次の仮歯を入れると、「わあ。直っている。使ってみます。」
けれども、その次の診療日になると
「高校生の女の子は犬歯(糸切り歯)がもっときれいにとんがってるの。これじゃあオバアチャンみたい。」
前回と同じように2種類の型をとり、技工士の先生に要望を伝えた。
そしてその次には
「あんまりきれいにならんでいて、なんだか入れ歯みたい。もっと本物らしくしてください。」
次の仮歯は、こわれる可能性が高くなるのを承知の上で表の切れ込みを深くした。そんな仮歯作りが何回も繰り返されたある日のこと、「仮歯では本物の質感が出せない」という教授の判断から、本印象へと進む事になった。
ある日の教授チームの遅い昼食(いつも教授と私は診療の終わる6時頃まで昼食をとっていない)の席で、教授は私に言った。

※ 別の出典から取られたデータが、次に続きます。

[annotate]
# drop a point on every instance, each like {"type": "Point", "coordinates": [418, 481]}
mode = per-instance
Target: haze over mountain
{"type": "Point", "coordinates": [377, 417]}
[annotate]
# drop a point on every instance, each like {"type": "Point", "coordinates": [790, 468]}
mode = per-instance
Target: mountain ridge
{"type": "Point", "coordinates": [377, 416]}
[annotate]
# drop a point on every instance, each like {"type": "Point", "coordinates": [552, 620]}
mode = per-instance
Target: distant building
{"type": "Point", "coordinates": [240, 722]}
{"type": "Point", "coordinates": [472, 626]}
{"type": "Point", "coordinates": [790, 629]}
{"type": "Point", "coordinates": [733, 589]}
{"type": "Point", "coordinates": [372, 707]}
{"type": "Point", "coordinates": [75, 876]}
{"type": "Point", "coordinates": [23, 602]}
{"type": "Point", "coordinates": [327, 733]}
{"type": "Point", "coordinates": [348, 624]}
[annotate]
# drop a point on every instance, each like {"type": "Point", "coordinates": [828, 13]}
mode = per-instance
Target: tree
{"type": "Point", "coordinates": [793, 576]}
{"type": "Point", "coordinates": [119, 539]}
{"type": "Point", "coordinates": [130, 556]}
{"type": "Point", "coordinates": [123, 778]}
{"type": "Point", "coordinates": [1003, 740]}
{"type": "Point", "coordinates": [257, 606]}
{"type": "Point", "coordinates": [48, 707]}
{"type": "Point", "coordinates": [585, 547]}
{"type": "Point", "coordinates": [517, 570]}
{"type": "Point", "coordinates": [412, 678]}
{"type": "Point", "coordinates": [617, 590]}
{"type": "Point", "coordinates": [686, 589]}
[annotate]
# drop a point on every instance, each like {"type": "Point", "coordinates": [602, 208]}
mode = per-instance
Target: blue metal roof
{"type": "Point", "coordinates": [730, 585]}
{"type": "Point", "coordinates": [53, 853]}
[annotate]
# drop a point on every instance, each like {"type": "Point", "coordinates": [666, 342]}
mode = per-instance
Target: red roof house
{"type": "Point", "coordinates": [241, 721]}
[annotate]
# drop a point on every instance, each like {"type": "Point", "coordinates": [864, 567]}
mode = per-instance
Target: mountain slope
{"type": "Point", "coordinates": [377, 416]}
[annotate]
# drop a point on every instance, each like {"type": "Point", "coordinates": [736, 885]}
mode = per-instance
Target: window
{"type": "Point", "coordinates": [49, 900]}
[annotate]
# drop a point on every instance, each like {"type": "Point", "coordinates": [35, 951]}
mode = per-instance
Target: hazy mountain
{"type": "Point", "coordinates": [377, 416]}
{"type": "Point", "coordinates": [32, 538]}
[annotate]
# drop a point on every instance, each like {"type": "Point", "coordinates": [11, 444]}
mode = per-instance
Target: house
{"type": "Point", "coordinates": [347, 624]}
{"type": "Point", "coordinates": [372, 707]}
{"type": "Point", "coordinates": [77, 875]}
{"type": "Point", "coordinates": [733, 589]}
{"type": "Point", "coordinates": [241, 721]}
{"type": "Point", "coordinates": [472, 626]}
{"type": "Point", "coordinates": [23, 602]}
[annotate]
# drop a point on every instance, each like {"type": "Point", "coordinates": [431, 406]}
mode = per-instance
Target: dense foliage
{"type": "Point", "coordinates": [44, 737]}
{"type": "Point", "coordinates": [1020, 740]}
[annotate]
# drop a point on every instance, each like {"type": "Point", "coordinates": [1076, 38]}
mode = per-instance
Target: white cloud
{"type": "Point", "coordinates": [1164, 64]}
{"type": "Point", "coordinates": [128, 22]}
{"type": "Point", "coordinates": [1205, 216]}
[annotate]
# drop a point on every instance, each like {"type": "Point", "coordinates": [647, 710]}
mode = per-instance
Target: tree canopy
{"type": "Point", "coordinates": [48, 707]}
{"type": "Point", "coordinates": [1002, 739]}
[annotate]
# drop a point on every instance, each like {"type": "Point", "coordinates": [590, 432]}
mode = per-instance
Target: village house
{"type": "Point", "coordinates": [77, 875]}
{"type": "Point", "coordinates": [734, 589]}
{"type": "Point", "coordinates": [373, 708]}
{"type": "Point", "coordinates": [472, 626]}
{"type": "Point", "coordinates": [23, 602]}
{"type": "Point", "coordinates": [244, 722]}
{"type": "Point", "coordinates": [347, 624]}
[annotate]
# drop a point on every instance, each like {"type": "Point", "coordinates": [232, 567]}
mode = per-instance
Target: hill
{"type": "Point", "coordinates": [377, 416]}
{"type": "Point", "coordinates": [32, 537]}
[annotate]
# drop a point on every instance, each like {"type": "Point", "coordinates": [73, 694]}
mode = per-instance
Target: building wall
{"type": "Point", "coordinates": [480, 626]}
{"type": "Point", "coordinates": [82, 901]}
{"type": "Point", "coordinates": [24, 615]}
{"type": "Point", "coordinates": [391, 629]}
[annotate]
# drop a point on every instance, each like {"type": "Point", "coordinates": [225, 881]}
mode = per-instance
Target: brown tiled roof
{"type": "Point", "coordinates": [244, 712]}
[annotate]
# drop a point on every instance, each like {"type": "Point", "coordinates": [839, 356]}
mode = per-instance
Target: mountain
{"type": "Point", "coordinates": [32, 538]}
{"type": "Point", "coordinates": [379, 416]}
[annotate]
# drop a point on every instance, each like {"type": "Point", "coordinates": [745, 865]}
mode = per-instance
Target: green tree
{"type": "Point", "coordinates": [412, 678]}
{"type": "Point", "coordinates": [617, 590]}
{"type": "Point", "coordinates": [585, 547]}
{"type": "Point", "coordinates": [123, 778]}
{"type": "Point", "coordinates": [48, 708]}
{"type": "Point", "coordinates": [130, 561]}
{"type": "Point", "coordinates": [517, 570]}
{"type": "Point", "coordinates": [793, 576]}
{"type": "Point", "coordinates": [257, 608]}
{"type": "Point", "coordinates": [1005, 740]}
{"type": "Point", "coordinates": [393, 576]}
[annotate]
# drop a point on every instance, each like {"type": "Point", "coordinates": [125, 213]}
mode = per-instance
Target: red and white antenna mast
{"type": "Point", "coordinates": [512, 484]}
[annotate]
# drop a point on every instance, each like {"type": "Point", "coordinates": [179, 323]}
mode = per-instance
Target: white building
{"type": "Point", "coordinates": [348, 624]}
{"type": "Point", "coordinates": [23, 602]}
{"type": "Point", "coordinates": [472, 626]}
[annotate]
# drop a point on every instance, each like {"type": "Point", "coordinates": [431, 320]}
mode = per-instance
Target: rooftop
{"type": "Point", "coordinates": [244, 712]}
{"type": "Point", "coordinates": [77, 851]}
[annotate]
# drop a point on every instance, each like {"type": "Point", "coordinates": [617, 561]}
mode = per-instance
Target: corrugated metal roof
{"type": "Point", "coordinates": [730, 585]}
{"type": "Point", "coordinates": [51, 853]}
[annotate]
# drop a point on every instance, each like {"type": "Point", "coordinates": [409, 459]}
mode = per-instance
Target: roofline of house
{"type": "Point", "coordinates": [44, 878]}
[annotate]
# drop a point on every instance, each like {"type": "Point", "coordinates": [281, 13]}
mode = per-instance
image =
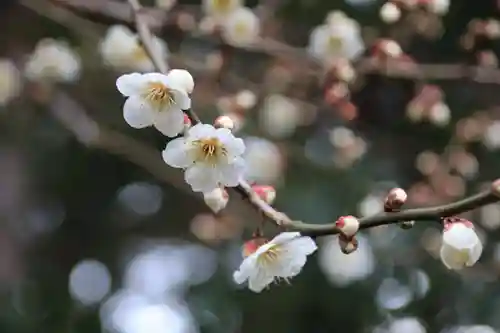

「あの人はかわいそうなんだ。口元さえきれいになれば、人生が変わると信じている。助けてやってほしい。」
いつもながら信頼とともに重圧が押し寄せる。
佐藤「個歯トレー印象のあとは、ワックストライですか?」
教授「TEK(仮歯)であそこまできているんだ。ビスケット・ベイク(素焼き)からで良いだろう。」
その後、素焼き状態からの度重なる修正にとうとう担当技工士(教官)が悲鳴をあげた。
「これ以上の修正は、ポーセレン(セラミック)の強度を保障できませんよ。」
佐藤「もうグレーズ(ツヤ出し仕上げ)でいくしかありません。リアル(本物)感がないとNちゃんのOKは出ないと思いますよ。」
技工士「グレーズしてしまうと、その後の修正は1.2回が限度ですよ。」
佐藤「どうしてもダメだとなったら、全部(セラミック)を外してしまうことも考えています。」
技工士「ポーセレンもありますが、メタルフレームの方も限界です!」
勝負の完成品が出来上がってきた。だが、しかし、私の心に不安がよぎった。
私は完成品を持って教授室のドアをノックした。
佐藤「大山先生、Nちゃんのケース出来ました。」
教授「おお、そうか、ご苦労さん。」
佐藤「でもこんなに長くて重い歯でいいんでしょうか?」
教授「そうだな。でも、これが彼女の望む歯なんだろう?」
佐藤「口の中に入れれば確かにきれいに見えます。でも(バランスが悪くて)すぐ取れてしまいますよ?(それでもこれが医療といえるのでしょうか?)」
教授「そのときは佐藤、また2人で一緒に作ればいいじゃないか。そうだろう?」
佐藤「・・・・・・」
・・ボス、どこまでも、おともします。・・・
素晴らしいボスがいつも後ろで見てくれていた。その人に少しでも近づきたい。その思いで今も私はさとう歯科医院を運営している。